O sol de Hollywood lançou seus encantos sobre os filhos dos imigrantes do leste europeu, principalmente durante a fabulosa década de 1950. Gidget passou a despender todo seu tempo livre na praia - depois da escola, depois do trabalho, ou quando sua família visitava amigos da colônia judia de Malibu. "Eu e meu pai caminhávamos até a praia", lembra, “e eu lhe falava a respeito de todos os surfistas e da vontade que tinha de escrever um livro. Foi então que ele sugeriu ‘por que você não me conta essas estórias e eu as escrevo?’. ‘Ok’, concordei”.
Gidget se tornou musa do próprio pai, narrando-lhe contos sobre bitchin' surf (nota de tradução - algo como surf radical, eu acredito), morras gigantes que vinham do japão e de como escapava da morte após vacas impressionantes. Deslumbrado, Frederick prestava total atenção à linguagem de sua filha (que tinha o inglês como primeira língua. A dele era o alemão). Com permissão dela, ouvia, inclusive, suas conversas telefônicas. Totalmente envolvido pelo assunto, Frederick escreveu o livro em seis semanas, transformando as estórias e conversas de Gidget em um elegante romance, publicado em 1957. A obra refletia as preocupações daquele tempo, da bomba atômica a Fats Domino, apesar de um tema ser o dominante: a paixão de Gidget pelas ondas do mar.
"O grande Kahoona", a personagem de Gidget no livro explica, "me mostrou, na primeira vez, como me ajoelhar, levantar os ombros e puxar o corpo, para rapidamente me levantar, com um pé atrás e outro mais na frente em apenas um movimento. Coisa bem complicada. E então, quanto mais eu tenho a manha de pegar onda, mais eu ficou louca para surfar e quanto mais louca eu fico, com mais afinco eu me dedico". Esta é uma das melhores descrições do ato de surfar que eu já li e apenas gostaria de ter lido isso antes, quando era uma garota que brincava com pedaços de madeirite nas ondas nojentas do lado Erie.
No final deste encantador conto de verão, enquanto Moondogie confrontava Kahoona por ciúmes, Gidget voava em sua prancha. Era um clássico dia de bitchin' surf e, realmente, quebravam altas e grandes ondas. Em um momento épico que se perdeu nas incontáveis versões e remontagens para cinema e tv, naquela passagem que transformou este livro em uma espécie de O Apanhador no Campo de Centeio (dêem uma googlada e descubram que livro é esse) para meninas, Gidget ignora os avisos de seus amigos e continua remando para o outside. Desafiando as convenções sociais – ao não voltar para o santuário da terra firme e para sua vida de classe-média – e sem qualquer interesse pelo o quê lhe aguardava nos próximos anos, tudo o que ela queria naquele instante era surfar, segura de que qualquer que fosse seu futuro, ela sempre estaria entre os melhores. "Arrepia, Gidget", gritavam os rapazes enquanto ela descia mais uma. "Arrepia, Gidget". E ela arrepiava mesmo.
Então, bem antes da onda feminista das décadas seguintes, o livro leva a uma conclusão radical, nunca transmitida por qualquer uma das outras versões de “Gidget”: a percepção da personagem de que nunca esteve apaixonada por Moondogie ou por Kahoona - ela era demais para previsíveis garotos. O que ela realmente amava era sua prancha e o mar.

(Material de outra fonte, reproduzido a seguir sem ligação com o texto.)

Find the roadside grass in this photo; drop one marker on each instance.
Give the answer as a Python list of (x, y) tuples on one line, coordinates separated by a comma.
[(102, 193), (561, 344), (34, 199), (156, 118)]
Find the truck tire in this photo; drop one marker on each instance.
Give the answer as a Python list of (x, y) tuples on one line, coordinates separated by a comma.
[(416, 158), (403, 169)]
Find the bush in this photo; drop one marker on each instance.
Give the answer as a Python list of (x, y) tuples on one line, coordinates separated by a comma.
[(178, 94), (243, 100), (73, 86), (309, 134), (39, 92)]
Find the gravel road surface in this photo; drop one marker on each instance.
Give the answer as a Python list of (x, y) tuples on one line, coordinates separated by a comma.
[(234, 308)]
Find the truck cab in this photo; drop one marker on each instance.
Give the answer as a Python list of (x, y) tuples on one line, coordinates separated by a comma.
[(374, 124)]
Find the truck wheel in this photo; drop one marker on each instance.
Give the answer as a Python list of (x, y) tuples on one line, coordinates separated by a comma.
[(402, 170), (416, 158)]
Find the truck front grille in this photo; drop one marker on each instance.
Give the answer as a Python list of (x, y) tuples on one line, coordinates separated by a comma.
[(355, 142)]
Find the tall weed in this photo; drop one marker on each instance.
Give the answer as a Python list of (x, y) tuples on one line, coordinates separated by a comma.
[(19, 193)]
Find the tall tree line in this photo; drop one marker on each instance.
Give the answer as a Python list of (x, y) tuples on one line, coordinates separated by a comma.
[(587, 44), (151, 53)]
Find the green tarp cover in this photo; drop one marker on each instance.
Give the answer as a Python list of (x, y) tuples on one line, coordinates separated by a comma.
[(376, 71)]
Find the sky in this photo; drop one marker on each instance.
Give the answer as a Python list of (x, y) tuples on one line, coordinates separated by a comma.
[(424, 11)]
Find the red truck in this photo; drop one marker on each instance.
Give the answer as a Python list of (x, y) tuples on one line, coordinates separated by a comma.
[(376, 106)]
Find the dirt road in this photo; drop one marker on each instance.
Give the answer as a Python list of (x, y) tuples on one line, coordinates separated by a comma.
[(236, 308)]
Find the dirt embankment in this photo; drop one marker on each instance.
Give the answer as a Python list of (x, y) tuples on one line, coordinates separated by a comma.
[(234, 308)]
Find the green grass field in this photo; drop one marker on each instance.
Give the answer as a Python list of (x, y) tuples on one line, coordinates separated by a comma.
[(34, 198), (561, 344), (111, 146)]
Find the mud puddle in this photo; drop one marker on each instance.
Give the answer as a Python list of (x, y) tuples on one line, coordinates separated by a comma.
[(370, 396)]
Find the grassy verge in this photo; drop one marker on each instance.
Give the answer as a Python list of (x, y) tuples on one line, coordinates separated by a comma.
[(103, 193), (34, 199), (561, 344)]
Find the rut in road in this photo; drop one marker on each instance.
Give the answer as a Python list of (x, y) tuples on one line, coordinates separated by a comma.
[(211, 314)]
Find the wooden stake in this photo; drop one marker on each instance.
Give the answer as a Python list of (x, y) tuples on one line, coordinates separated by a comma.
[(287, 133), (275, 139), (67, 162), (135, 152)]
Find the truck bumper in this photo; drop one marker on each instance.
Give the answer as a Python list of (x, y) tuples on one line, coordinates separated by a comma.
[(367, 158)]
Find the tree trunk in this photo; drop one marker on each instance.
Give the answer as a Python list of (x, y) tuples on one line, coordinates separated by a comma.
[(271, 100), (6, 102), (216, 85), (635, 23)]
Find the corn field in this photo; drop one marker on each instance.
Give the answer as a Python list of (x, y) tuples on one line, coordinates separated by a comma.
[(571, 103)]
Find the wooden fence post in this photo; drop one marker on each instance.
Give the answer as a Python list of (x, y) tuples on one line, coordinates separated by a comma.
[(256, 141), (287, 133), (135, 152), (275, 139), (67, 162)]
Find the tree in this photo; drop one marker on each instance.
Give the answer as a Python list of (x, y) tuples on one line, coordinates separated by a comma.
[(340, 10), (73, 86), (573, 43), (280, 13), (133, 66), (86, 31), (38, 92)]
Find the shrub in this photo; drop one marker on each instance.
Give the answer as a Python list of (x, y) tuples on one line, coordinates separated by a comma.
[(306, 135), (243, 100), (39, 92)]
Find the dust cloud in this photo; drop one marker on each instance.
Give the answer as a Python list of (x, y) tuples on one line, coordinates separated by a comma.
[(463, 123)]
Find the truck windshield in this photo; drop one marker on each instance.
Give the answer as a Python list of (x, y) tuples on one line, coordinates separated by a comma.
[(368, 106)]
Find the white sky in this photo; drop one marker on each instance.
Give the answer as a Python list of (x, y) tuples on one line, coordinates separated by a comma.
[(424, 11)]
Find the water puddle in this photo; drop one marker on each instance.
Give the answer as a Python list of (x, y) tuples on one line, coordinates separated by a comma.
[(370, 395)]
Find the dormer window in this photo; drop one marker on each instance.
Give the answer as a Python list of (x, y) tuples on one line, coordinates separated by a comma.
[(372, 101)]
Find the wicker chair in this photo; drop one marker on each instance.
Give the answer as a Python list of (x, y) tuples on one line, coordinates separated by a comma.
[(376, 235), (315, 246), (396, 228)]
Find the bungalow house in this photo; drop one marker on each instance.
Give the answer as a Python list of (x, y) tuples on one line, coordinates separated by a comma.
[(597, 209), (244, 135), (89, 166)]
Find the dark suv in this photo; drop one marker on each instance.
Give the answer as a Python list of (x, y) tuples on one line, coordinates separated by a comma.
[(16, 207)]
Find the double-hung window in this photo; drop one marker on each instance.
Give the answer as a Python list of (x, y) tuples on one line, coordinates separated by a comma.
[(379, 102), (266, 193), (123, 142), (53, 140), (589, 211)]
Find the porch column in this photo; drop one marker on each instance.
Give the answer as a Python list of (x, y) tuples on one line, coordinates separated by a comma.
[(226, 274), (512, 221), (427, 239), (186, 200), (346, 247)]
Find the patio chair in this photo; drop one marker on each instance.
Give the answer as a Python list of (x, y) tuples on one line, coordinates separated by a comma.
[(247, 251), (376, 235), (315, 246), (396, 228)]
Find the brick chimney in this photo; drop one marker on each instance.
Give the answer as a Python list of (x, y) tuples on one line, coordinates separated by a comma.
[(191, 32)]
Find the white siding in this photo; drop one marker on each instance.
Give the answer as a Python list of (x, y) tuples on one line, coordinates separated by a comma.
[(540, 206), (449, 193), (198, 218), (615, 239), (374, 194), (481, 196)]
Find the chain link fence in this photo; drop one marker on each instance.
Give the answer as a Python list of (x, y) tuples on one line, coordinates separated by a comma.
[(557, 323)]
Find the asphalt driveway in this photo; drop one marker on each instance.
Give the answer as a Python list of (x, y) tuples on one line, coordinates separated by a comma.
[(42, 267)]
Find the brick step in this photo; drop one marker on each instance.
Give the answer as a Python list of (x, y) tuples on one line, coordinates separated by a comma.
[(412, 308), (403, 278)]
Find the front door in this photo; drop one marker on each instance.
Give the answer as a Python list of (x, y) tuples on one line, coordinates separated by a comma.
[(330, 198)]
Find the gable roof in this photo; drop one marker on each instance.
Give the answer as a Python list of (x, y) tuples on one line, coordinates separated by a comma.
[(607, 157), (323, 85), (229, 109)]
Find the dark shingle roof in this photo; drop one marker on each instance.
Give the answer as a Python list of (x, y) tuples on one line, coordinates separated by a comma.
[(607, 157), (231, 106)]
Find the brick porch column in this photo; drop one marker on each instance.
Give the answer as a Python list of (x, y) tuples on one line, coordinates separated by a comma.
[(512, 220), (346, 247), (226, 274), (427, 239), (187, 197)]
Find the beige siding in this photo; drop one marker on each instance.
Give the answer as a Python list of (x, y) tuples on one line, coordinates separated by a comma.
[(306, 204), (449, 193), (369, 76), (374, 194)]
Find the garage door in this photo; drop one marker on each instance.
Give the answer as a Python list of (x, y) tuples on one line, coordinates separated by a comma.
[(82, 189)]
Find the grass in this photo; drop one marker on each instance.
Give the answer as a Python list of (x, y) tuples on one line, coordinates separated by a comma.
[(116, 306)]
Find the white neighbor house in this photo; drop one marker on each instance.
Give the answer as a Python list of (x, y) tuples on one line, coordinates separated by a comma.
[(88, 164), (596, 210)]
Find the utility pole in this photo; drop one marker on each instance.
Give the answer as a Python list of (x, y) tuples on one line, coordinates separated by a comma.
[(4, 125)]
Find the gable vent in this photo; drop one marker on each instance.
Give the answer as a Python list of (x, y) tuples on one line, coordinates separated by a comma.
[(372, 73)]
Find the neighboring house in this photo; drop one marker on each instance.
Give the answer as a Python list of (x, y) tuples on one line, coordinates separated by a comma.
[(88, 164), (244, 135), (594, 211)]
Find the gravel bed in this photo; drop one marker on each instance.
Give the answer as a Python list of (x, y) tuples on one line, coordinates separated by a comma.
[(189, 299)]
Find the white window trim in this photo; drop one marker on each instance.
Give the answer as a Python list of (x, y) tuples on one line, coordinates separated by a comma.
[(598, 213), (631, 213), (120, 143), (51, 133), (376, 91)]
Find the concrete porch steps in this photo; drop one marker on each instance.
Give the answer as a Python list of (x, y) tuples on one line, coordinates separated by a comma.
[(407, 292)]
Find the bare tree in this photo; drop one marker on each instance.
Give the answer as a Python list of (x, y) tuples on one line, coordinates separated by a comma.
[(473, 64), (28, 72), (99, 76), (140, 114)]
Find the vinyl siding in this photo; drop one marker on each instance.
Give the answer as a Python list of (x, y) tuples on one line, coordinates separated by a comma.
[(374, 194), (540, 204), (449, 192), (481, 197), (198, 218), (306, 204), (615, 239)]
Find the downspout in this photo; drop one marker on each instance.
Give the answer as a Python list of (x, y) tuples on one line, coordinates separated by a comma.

Quanto terminou seu pequeno surf-romance, Frederick mostrou-o para Paul, que o detestou e mandou o irmão procurar outro agente. Frederick, então, procurou William Morris e um contrato de lançamento foi imediatamente fechado, incluindo os direitos de filmagem, que foram vendidos à Columbia por US$ 50 mil. Frederick deu 5% a Gidget (ato que, hoje em dia, seria chamado de compra dos direitos de uso da história).
O livro estourou alguns meses antes do famoso Lolita, de Vladimir Nabokov – outra estória escrita por um imigrante europeu que também trazia uma menina adolescente como protagonista – e comparações favoráveis a Frederick foram publicadas. A crítica aclamou o trabalho original de Kohner que trouxe à tona uma curiosa subcultura, que também surpreendia pela quantidade de gírias americanas aprendidas pelo escritor estrangeiro. O surf explodiu muitos anos depois; quem melhor para divulga-lo do que o próprio pai da fada marinha Gidget, um homem que fugiu da Europa Central e foi hipnotizado pelas ondas e por aqueles que as cruzam em busca da liberdade?

Enquanto passeava pela cozinha de Gidget, ela me falava de um segredo a ser revelado: seus diários e álbuns de fotografias – os cálices sagrados da cultura contemporânea do surf – estavam dispostos sobre a mesa. Ela os trouxe de um esconderijo secreto antes de minha chegada. Além de surpresa, eu estava um pouco nervosa, afinal, que gênio sairia desta lâmpada depois que eu abrisse aquelas capas?
“22 de julho de 1956.” Gidget lia, “Fui para praia hoje de novo. Eu amo aquilo lá. Caí três vezes mas peguei apenas uma onda. Sentamos todos no ‘buraco’, fumando e bebendo. Deus impediu que meus familiares me vissem ali (Gidget alega que, apesar de possuir e estar presente em várias fotos do “buraco”, não lembra de ter bebido alguma vez).
Ela briu um dos álbuns e passeou pelas páginas de fotos em preto e branco até que algo atraiu sua atenção. “Oh, meu deus”, disse, “olha isso”. Era uma bela foto do “buraco”, que não passava de uma área mais baixa da praia, onde ela costumava se sentar e fumar na companhia de Mickey Dora, Tubesteak e outro surfista legendário chamado Johny Fain. Era o tipo de foto pela qual qualquer colecionador arriscaria a vida. “Ouça isso”, falou, cada vez mais empolgada com as memórias que aquelas imagens ressuscitavam.
“16 de junho de 1957. Cara, hoje o dia foi demais. Todo mundo estava na praia. Peguei altas ondas e todo mundo viu”. Ela me sorriu e passou para o próximo álbum. “3 de agosto de 1957. Hoje tinha altas. Nem pude acreditar. Peguei umas boas”.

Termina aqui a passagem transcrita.